You're like, that's really big.
That's like, you know, that's not something that I ever would have expected to hear in my life, the president of the United States to say.
Now, I do not at all think that these shortages have anything to do with the war in Ukraine.
I'm just making the point that the president of the United States of America said just a couple of months ago that we might expect food shortages.
Now, when you think about food shortages, which is something that I think shortages in general, I think are something that the American people have been wrapping their minds around for the last couple of years.
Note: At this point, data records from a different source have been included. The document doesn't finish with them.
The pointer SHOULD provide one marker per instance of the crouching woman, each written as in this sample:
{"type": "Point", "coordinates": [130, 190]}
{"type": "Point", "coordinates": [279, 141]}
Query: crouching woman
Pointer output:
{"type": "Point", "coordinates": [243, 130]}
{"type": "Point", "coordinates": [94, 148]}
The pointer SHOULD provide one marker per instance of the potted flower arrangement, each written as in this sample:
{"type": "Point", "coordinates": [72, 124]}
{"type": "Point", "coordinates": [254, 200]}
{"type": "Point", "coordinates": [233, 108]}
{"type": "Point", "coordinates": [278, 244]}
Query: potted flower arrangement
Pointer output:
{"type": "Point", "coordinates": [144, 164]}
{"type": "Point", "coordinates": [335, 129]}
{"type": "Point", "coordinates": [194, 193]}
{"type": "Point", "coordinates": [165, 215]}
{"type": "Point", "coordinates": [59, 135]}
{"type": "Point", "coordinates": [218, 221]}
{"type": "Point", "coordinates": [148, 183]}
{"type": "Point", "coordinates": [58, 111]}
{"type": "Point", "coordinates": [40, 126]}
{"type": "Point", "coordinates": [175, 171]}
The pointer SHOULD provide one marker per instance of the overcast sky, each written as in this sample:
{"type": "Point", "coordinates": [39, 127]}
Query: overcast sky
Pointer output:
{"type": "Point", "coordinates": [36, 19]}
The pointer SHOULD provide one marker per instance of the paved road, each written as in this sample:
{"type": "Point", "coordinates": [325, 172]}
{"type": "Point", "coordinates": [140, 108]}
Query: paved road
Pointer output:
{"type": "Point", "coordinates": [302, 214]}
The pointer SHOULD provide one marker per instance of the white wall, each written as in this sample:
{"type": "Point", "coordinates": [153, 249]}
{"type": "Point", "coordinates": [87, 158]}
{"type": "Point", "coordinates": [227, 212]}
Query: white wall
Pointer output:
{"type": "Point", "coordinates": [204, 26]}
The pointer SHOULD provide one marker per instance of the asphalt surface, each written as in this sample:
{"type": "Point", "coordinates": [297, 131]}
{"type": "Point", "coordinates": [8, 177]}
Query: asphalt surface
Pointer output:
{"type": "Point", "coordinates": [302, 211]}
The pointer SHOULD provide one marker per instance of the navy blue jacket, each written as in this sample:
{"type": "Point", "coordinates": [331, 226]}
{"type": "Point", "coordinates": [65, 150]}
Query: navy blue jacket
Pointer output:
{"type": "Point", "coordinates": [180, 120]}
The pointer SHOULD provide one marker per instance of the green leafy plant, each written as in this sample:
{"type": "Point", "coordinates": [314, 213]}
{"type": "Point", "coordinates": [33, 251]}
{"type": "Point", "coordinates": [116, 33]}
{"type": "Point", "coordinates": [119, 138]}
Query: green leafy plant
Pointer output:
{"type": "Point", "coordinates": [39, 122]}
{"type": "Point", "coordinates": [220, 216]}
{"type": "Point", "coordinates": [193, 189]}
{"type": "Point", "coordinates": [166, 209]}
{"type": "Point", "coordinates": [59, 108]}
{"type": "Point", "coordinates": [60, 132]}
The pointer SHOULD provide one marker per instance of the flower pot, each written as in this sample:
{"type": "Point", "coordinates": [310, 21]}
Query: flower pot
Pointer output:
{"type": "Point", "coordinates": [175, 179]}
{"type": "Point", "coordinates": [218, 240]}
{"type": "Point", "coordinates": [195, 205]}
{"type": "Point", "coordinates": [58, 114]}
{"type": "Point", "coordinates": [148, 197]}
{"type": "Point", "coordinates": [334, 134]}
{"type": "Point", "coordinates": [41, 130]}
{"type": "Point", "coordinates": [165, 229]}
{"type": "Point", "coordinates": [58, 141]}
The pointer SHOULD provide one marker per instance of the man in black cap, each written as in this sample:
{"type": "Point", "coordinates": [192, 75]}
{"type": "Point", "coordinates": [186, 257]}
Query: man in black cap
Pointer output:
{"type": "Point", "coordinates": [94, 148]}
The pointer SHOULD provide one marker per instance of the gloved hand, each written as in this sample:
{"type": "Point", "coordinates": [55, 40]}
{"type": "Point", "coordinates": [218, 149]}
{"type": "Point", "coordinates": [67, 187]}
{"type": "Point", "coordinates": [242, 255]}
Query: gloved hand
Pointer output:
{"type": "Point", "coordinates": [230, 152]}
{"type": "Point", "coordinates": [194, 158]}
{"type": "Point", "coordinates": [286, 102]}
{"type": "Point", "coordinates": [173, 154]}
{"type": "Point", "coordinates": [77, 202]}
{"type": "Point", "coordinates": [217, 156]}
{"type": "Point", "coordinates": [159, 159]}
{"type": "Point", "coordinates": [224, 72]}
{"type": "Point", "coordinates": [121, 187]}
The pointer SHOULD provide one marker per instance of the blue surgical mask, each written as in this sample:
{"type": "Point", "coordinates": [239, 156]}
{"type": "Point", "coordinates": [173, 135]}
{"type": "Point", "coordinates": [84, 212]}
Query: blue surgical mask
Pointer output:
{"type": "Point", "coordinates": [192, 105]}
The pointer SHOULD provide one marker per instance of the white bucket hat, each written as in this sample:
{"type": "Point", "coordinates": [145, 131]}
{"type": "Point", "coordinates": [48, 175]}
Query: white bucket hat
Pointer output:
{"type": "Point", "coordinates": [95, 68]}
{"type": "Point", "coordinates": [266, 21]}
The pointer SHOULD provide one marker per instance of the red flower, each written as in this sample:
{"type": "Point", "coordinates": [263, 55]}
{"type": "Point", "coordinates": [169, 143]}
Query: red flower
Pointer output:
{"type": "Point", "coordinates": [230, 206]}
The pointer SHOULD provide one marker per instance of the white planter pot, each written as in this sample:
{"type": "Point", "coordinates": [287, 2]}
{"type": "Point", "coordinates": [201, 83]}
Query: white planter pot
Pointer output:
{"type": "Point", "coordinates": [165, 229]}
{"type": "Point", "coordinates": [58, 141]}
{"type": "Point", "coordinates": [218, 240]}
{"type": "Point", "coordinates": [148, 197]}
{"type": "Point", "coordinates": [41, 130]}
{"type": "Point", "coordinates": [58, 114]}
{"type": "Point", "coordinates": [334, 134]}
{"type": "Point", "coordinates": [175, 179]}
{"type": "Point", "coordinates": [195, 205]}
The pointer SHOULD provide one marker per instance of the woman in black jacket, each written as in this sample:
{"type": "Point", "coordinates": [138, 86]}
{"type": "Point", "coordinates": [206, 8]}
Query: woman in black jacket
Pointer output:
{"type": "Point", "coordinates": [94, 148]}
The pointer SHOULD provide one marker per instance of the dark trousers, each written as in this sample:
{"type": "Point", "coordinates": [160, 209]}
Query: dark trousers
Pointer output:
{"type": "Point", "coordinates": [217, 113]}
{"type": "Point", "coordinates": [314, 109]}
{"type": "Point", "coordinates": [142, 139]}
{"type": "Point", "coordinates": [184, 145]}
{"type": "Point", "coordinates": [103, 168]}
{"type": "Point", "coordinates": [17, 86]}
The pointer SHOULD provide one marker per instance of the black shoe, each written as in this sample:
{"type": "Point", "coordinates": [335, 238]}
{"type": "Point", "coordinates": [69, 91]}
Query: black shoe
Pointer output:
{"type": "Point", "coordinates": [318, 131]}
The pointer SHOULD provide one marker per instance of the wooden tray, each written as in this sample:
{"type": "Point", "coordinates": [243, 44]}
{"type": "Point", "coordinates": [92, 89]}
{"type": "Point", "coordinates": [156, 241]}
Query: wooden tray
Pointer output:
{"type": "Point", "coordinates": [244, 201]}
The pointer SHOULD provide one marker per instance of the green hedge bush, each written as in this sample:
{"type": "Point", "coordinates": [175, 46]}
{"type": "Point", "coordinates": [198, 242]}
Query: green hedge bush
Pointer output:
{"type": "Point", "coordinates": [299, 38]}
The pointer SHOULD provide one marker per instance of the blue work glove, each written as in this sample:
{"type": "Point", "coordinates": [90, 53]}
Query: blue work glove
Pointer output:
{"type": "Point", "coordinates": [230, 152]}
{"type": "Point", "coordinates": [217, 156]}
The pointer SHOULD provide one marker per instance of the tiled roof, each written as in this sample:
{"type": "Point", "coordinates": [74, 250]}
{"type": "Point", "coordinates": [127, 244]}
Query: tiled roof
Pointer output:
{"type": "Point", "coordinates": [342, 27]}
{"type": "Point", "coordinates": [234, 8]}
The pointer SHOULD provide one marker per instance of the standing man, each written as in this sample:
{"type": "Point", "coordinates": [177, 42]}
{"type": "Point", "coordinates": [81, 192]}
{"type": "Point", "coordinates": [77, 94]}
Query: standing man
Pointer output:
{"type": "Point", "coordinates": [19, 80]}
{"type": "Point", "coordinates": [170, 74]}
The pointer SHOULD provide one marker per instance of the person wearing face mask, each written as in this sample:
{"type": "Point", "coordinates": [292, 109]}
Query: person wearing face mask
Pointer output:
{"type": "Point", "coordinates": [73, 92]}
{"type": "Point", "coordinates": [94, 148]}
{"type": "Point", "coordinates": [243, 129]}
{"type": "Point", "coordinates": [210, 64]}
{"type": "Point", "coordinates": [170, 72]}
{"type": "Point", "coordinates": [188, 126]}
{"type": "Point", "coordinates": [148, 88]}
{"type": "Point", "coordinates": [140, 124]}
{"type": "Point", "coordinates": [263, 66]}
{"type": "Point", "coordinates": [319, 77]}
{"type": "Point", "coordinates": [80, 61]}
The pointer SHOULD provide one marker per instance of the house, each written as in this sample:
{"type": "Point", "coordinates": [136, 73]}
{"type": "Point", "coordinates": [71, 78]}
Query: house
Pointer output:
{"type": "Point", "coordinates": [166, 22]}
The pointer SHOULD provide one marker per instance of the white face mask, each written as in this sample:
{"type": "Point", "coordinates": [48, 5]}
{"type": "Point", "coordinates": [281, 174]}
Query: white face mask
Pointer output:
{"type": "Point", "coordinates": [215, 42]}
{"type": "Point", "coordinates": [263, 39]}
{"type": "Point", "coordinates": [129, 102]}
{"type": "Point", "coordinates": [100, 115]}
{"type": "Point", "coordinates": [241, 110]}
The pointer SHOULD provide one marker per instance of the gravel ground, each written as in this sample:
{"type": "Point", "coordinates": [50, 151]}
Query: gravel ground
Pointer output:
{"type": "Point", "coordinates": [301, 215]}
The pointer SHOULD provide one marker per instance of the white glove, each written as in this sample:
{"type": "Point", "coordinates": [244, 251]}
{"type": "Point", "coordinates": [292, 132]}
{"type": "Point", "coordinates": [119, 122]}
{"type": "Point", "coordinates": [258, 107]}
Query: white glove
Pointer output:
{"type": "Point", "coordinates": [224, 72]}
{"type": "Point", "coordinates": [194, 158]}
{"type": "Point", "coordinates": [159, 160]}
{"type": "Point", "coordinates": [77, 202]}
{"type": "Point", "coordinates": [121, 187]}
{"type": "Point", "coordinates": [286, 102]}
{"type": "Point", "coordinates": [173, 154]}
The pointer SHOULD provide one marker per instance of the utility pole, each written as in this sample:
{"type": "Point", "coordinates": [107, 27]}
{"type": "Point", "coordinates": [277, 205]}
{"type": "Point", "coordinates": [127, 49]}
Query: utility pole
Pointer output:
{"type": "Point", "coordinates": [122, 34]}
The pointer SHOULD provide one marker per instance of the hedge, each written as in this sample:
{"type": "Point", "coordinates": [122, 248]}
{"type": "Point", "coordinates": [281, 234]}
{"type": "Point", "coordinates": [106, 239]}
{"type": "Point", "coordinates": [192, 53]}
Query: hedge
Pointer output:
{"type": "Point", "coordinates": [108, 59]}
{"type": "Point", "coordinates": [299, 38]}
You know, what do we have?
Toilet paper shortages when COVID first came, which was probably more indicative of how stupid a country we are than anything else.
But, you know, toilet paper, like even if you lose toilet paper, you kind of feel like you'll live.
I mean, whatever.
Toilet Paper vs Baby Formula00:11:49
It might get ugly.
You know, you might be using a rag or something and, you know, have to do some really unpleasant laundry.
But there's only, and even when you talk about food shortages, what are you thinking in your mind if you're thinking like maybe there's no poultry or maybe there's no red meat or maybe there's no such, you know, there's a lot of things you could lose that you, yeah, that would really suck, but you could deal with it.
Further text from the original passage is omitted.